EP: The Meltaways - 7''

The Meltaways' 7" is the perfect punk combination of brains and brawn.

The Meltaways latest 7" starts off with a major reality check. It's matter-of-fact, bubble-bursting, straight talk to a friend who is simply faking it. Echoing the realness of Bikini Kill's "I Hate Danger," a song that similarly seeks to confront an insincere relationship suffering from an attachment to so-called "coolness," the opening track "Friends First" sets the tone: if you're not looking to face the facts, well that's just too bad because The Meltaways will deliver them in spades. Despite the comparison, don't expect the trio to sound like Riot Grrrl 2.0; The Meltaways are serving up an unequivocally hardcore and punk EP.
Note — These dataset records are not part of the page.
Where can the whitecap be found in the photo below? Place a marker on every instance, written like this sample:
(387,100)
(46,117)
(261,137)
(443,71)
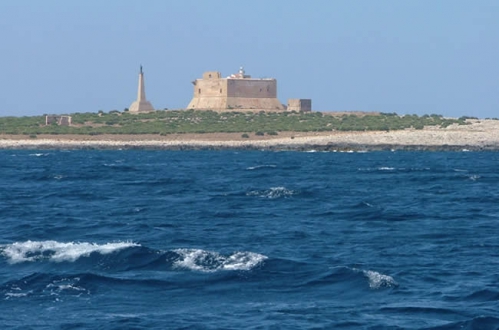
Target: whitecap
(377,280)
(272,193)
(57,251)
(474,177)
(66,284)
(260,166)
(208,261)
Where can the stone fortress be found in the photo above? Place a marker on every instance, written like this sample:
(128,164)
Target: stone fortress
(238,92)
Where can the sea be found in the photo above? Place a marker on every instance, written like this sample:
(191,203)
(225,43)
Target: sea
(228,239)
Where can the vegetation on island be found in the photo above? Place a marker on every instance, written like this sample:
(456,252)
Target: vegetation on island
(165,122)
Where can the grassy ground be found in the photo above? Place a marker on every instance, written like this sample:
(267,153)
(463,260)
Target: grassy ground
(247,124)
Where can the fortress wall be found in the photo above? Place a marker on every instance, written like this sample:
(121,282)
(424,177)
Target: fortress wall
(210,88)
(252,88)
(209,94)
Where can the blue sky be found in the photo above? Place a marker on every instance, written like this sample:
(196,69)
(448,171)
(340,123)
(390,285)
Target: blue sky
(409,57)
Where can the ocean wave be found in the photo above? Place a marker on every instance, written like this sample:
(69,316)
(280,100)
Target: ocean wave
(207,261)
(56,251)
(378,280)
(257,167)
(272,193)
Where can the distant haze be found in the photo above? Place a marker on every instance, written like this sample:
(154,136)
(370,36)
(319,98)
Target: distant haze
(409,57)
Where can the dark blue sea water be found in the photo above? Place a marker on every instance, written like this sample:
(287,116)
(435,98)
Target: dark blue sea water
(249,240)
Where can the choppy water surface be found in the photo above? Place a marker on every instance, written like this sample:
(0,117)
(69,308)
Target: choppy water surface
(253,240)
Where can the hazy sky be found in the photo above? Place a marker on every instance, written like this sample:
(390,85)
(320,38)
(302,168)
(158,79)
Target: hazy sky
(404,56)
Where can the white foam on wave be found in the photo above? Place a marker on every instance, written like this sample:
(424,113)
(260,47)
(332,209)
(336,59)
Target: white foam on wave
(260,166)
(57,251)
(377,280)
(39,154)
(274,192)
(207,261)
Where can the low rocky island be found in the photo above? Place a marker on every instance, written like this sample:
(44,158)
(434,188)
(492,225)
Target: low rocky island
(475,136)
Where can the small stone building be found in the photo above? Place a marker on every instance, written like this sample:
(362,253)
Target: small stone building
(59,120)
(299,105)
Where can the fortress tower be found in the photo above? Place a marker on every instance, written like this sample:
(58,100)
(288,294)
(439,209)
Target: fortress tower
(141,105)
(237,92)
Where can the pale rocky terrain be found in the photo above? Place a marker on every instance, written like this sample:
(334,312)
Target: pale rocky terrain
(479,135)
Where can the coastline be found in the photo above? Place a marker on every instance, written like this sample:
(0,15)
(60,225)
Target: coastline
(480,135)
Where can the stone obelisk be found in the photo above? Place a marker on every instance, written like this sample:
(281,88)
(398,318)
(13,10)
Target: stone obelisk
(141,105)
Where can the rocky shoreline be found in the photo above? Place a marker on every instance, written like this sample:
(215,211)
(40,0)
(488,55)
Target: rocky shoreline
(479,135)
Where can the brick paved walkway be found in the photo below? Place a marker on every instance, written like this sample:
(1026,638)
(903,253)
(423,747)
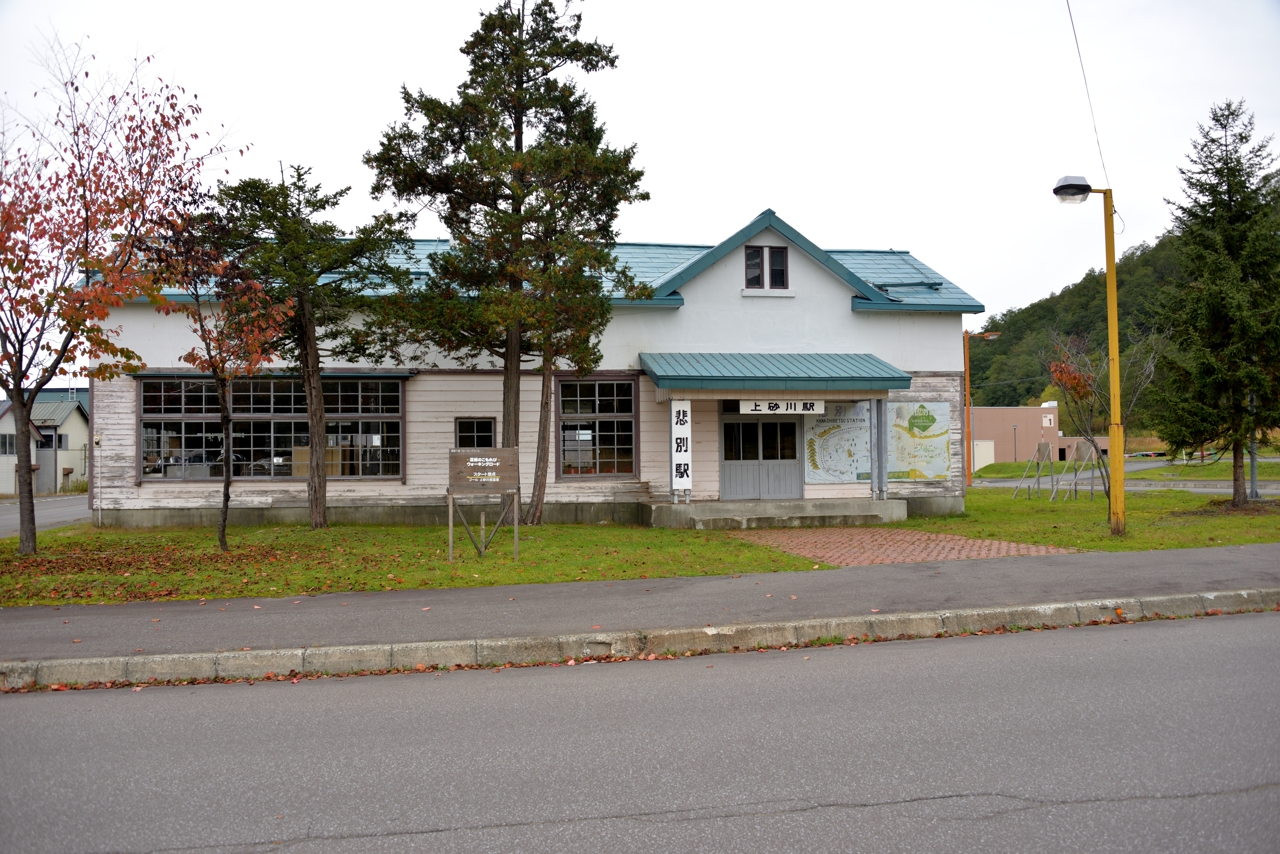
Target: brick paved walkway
(871,546)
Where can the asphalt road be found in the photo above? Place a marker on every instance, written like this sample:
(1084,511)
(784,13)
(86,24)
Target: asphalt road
(539,610)
(1138,738)
(50,512)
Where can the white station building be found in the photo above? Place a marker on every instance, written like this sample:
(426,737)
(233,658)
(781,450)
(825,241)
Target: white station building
(768,382)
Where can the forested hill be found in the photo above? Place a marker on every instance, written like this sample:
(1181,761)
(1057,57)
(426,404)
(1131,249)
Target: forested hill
(1010,370)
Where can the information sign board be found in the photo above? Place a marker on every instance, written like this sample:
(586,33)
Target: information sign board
(484,471)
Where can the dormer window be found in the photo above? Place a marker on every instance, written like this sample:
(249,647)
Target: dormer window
(777,266)
(754,266)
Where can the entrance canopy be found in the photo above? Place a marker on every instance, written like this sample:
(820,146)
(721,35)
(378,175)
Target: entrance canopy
(773,371)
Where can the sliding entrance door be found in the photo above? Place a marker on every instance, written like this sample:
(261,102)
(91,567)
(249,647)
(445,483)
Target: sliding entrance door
(759,459)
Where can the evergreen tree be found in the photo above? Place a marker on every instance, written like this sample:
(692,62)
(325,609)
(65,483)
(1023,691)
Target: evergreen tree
(275,232)
(519,172)
(1223,370)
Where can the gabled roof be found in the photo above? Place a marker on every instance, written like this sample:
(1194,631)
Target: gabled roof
(913,286)
(671,281)
(55,414)
(773,371)
(880,279)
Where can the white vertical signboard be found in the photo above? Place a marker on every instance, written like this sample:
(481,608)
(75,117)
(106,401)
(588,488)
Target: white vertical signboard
(681,447)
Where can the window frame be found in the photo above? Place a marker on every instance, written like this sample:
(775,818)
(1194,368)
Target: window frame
(599,377)
(786,269)
(460,419)
(746,269)
(330,418)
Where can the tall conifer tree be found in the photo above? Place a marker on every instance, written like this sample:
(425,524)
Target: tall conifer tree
(519,172)
(1223,371)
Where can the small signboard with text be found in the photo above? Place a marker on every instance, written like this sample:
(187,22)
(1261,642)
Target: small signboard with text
(782,407)
(681,446)
(484,471)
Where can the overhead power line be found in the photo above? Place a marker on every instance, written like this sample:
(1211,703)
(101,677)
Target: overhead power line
(1087,95)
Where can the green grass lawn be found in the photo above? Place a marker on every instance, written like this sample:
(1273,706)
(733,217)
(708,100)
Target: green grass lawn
(1220,470)
(1153,520)
(1016,469)
(83,563)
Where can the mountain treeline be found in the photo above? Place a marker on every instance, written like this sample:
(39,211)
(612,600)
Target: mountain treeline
(1011,370)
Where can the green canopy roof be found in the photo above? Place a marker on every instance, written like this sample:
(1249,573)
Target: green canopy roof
(773,371)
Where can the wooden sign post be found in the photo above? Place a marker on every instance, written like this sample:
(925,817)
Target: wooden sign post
(485,471)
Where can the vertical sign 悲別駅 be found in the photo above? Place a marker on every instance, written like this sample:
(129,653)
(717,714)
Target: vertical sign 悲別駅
(681,446)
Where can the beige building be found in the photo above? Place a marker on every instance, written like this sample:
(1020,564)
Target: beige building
(1010,433)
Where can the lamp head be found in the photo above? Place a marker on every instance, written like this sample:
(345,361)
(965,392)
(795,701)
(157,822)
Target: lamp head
(1072,190)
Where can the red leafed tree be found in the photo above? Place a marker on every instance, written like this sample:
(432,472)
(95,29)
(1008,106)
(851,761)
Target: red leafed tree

Track three, "Home," is a perfect song for the pit, visceral both musically and lyrically, with lines like "I clench my jaw hard, squeeze my wrists" that burst with physicality from all ends. Not all brawn, the EP’s also got brains; like any good work of punk, this one is also political. Second track "Enough" has the singer disavowing the worship of structures of power, criticizing blind patriotism, as well as emphasizing the right to leave a situation as one sees fit. This all goes down in a tight two and a half minutes. "Enough" possesses a special combination of righteousness ("I'll never compromise") and ennui ("It's such a bore"), which is a mixture few bands have managed to master. "Home" follows suit as a high-energy study on self-control and the guilt associated with losing it that descends into a goodbye, but not before the final track, "Flight," which serves as a sort of calm after the storm. Referencing a local park and capturing the sad banality of hang outs, it's a rare moment of introspection in an otherwise outward jutting collection of songs, signaling a new-found tolerance of the person who just on track one was surrounded by faux-cool “fake friends.” Track four finds itself a little more forgiving, focused instead on the minutia of the everyday. After lying in the grass and mourning whatever's been lost, all that righteous rage and discomfort could still use a ride home.